08/04/2010

A noite anterior





Eu queria saber desenhar para captar melhor. Talvez a palavra não os faça ver a poesia daquela cena.

Um homem, um copo e uma dor. A métrica é impressionante, tudo se encaixa harmoniosamente. Letra por letra, imagem por imagem. O barulho do gelo contra o copo rima com a gravata folgada sem cerimônias. A calça social que cobre os tornozelos. O cinto desafivelado. O cabelo "perfeitamente bagunçado." Os sapatos jogados no entrar da porta. A meia fina e escorregadia que o protege contra o chão gelado.

O corpo desequilibrado tem dificuldade de ir da bancada da cozinha até a sala, são apenas três passos inseguros. As mãos ocupadas não podem segurar as paredes que se movem ameaçadoras na direção dele. Na esquerda segura o copo, quase vazio depois do último gole. Na direita a garrafa, "o whisky é o melhor amigo do homem". Deixou seus amigos na mesa de centro e arrancou a camisa depois de se convencer que não conseguiria desabotoa-la civilizadamente.

Só não entende porque aquele maldito jarro de vidro insiste em ficar bem à sua frente. Por mais que ele desvie, o desgraçado o segue incansável. Acaba por espatifa-lo. O corpo, sem aviso, joga-se no sofá macio. Ele não percebe, mas a meia não consegue estancar o sangue derramado por um pedaço vingativo do jarro quebrado. O sofá ganha uma mancha grande e escura. Talvez por isso ele não foi tão receptivo quanto se esperava. No meio de sua maciez algo sólido lhe machuca a nuca. Controle remoto. Remoto controle. Alguém já fez esse trocadilho um dia. Ele teria ligado a TV 52 polegas presa à parede, mas o botão fugiu dos seus dedos, acabou desistindo.

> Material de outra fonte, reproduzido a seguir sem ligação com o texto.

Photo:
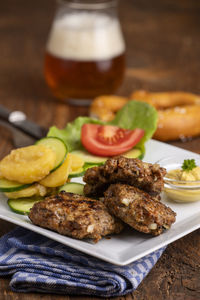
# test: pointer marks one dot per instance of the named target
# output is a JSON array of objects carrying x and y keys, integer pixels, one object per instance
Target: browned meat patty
[
  {"x": 138, "y": 209},
  {"x": 75, "y": 216},
  {"x": 132, "y": 171}
]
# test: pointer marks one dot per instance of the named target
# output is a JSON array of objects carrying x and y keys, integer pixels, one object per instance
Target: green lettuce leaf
[
  {"x": 137, "y": 114},
  {"x": 71, "y": 134},
  {"x": 133, "y": 115}
]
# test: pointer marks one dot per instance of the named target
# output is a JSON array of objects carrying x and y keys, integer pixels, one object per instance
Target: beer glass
[{"x": 85, "y": 53}]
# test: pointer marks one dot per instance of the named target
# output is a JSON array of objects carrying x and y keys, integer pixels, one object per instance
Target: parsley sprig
[{"x": 188, "y": 165}]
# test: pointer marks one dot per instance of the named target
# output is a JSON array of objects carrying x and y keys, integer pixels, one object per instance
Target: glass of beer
[{"x": 85, "y": 54}]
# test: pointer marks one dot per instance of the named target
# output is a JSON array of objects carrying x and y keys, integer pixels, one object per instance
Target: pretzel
[{"x": 178, "y": 112}]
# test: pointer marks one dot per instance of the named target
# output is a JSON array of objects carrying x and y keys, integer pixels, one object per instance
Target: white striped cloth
[{"x": 38, "y": 264}]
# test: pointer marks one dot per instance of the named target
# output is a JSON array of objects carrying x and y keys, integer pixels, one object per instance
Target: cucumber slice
[
  {"x": 72, "y": 187},
  {"x": 78, "y": 173},
  {"x": 133, "y": 153},
  {"x": 12, "y": 186},
  {"x": 23, "y": 205},
  {"x": 58, "y": 146},
  {"x": 90, "y": 159}
]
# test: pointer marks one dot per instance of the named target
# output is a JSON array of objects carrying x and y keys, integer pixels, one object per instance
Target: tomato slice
[{"x": 109, "y": 140}]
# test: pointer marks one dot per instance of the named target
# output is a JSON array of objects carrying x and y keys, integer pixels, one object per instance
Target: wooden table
[{"x": 163, "y": 48}]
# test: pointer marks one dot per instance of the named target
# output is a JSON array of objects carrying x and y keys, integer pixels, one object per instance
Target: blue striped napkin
[{"x": 38, "y": 264}]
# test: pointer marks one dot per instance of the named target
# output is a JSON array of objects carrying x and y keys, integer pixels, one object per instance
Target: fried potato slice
[
  {"x": 35, "y": 189},
  {"x": 60, "y": 175},
  {"x": 28, "y": 164}
]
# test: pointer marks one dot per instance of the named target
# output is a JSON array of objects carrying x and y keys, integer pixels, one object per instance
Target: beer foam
[{"x": 86, "y": 36}]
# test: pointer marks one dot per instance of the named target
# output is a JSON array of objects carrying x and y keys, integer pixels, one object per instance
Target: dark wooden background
[{"x": 163, "y": 53}]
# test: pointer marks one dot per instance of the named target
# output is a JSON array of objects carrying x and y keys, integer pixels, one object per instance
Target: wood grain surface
[{"x": 163, "y": 47}]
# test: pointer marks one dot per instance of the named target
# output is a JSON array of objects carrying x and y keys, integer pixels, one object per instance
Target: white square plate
[{"x": 130, "y": 245}]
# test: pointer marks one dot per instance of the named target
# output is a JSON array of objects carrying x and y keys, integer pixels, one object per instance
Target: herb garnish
[{"x": 188, "y": 165}]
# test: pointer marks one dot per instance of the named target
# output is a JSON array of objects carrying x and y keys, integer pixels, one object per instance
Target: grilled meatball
[
  {"x": 138, "y": 209},
  {"x": 132, "y": 171},
  {"x": 75, "y": 216}
]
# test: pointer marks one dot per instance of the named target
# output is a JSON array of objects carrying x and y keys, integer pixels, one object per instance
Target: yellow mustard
[{"x": 184, "y": 195}]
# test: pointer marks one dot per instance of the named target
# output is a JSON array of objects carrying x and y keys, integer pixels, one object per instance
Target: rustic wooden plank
[{"x": 163, "y": 49}]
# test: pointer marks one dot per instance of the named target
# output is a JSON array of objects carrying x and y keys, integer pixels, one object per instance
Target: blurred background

Pelo visto o apartamento inteiro tirara a noite para se revoltar contra ele. Não só o apartamento, como o dia em si, como 24h podem ser tão cruéis? Perdi muita coisa em muito pouco tempo. E agora não consigo nem alcançar o copo na mesinha de centro. Meu gelo derretendo. O mundo rodando mais rápido do que o habitual. E a foto na parede sorrindo cinicamente. Desgraçados! Caiu no sono alí mesmo, com o braço jogado para fora do sofá e a boca aberta. A dor só se apresentará na manhã do dia seguinte.